Lunedì 20 sul tavolo del cda delle Generali, l’ad Philippe Donnet dovrebbe portare l’esame di una possibile alleanza fra il Leone e Natixis, secondo gruppo bancario semi-pubblico francese, controllato al 70% dal Gruppo Bpce. La riunione del board dovrebbe essere preceduta, domani, da un Comitato investimenti allargato agli altri consiglieri, in virtù della delicatezza e strategicità del dossier. Il piano, secondo le indiscrezioni circolate negli ultimi giorni, dovrebbe portare alla creazione di un polo del risparmio da quasi 2 mila miliardi, di cui 650 miliardi, tramite 14 veicoli, conferiti cash dalla compagnia italiana in una piattaforma nuova di cui sarebbero soci Generali Investment holding (GIH) – principale gestore del risparmio del Gruppo Generali – e Natixis, terzo gestore europeo del risparmio con 1.300 miliardi di cui 1.200 miliardi (16 veicoli) da trasferire alla joint venture. L’operazione che in apparenza potrebbe dar vita a un player finanziario globale, sempre secondo le indiscrezioni, sta sollevando il disappunto dei soci privati forti di Generali (gruppo Delfin con il 9,9% e gruppo Caltagirone con il 6,9%) che contestano almeno sei criticità e, secondo un copione già tentato da Vivendi sulla vendita della rete Tim a Kkr, ma attuato maldestramente, potrebbero richiedere la convocazione di un’assemblea straordinaria. Vivendi ha avuto torto dal tribunale perché non ha chiesto la convocazione dei soci ma si è solo lamentata. L’operazione Generali-Natixis è stata paragonata alla improvvida vendita di Pioneer del 2017 fatta da Unicredit guidata da Jean Pierre Mustier ad Amundi.
LE DEBOLEZZE
Sotto i riflettori di alcuni azionisti e del mercato sono finiti vari aspetti della struttura del deal, a partire dalla governance. Il nuovo polo dovrebbe essere controllato al 50% da Natixis, al 42% da GIH, all’8% da Cathay Life, azionista con il 16,5% di Conning holding limited, tra i principali asset manager globali. Di Conning holding, 117 miliardi di dollari di asset, Trieste ha da luglio 2023, l’83,5%. Sempre secondo quanto riferito dalla stampa, il timone del nuovo gruppo del risparmio, per i primi cinque anni, spetterebbe a Woody Bradford, ceo di GIH, una new entry del mondo triestino, pertanto poco conosciuto. Con questi rapporti di forza, il cda potrebbe essere squilibrato a favore del socio francese. A proposito di GIH, ieri, ha ufficializzato l’acquisto, tramite Conning & Company, per 320 milioni di dollari, del 77% di Mgg Investment Group, società di prestiti diretti privati con 5 miliardi di dollari di attivi in gestione.

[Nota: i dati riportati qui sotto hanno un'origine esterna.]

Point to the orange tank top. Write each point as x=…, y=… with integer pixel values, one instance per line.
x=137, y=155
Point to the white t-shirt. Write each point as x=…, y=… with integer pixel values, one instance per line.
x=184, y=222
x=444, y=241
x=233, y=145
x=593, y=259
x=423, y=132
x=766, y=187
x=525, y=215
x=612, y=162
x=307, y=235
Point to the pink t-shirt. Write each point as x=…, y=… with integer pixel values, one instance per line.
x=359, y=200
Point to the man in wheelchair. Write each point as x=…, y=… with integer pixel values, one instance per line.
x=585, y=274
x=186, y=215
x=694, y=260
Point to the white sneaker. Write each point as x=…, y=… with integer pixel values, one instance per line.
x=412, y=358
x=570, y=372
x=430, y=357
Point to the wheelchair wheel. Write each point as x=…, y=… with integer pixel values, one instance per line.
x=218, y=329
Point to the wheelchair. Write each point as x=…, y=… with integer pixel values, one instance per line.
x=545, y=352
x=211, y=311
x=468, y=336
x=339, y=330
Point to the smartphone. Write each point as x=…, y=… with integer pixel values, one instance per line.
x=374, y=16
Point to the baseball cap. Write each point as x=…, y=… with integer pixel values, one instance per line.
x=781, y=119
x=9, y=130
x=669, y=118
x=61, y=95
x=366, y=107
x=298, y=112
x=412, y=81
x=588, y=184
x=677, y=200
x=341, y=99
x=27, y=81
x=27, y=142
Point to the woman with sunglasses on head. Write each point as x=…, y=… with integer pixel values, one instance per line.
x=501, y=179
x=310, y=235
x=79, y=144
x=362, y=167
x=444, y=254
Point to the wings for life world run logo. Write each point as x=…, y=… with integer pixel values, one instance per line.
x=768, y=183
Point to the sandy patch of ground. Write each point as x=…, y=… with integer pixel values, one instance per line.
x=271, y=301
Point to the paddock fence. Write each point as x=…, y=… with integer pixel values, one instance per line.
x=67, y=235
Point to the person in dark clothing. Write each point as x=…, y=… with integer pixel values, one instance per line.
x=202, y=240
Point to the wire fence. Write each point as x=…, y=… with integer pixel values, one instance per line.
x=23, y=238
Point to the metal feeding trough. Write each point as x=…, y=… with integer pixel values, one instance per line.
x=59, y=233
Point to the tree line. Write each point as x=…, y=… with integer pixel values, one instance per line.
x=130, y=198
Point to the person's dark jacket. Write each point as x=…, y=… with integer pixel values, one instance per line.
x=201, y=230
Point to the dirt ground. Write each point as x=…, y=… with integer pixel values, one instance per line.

In più, il contratto, secondo indiscrezioni avrebbe durata di 15 anni e in questo periodo le masse gestite finirebbero sotto il dominio di Natixis: in assenza di un patto parasociale – che rappresenta l’ennesimo tallone di Achille -, Natixis potrebbe avere il sopravvento anche sui 37 miliardi di Btp in pancia.
Un accordo di questo genere potrebbe minare la sovranità finanziaria del Paese, con ripercussioni sulla stabilità del sistema, su cui vigilano le Autorità e il golden power. Infatti c’è la possibilità che la piattaforma investa parte del risparmio italiano in asset internazionali con rendimenti fluttuanti. E poi il maggior peso di Natixis solleva riserve legate alle attuali incertezze della Francia.
Nella nuova piattaforma Natixis apporterà le masse raccolte dal gruppo Bpce e da terzi; Generali conferirà GIH che gestisce 650 miliardi di masse non nella sua disponibilità, essendo garanzia sulle polizze degli assicurati. L’ammontare equivale a circa 1/5 del debito pubblico italiano. In questo stock ci sarebbe una parte di immobili che verrebbe gestita dall’estero con scarsa conoscenza delle dinamiche del mercato italiano.
TUTTO AL BUIO
Ora si apre uno scenario imprevedibile per le criticità del progetto sul futuro di Trieste e alcuni soci potrebbero richiedere un’assemblea straordinaria che darebbe agli azionisti un diritto di recesso. Azionisti che non sarebbero trattati con par condicio, se sono vere le indiscrezioni che Generali sia assistita, come advisor, da Mediobanca, primo socio con il 13%: ci sarebbe asimmetria informativa. Infine le manovre arrivano a ridosso dell’assemblea per il rinnovo del cda (8 maggio): secondo le best practice, non è opportuno approvare operazioni strategiche in chiusura di mandato.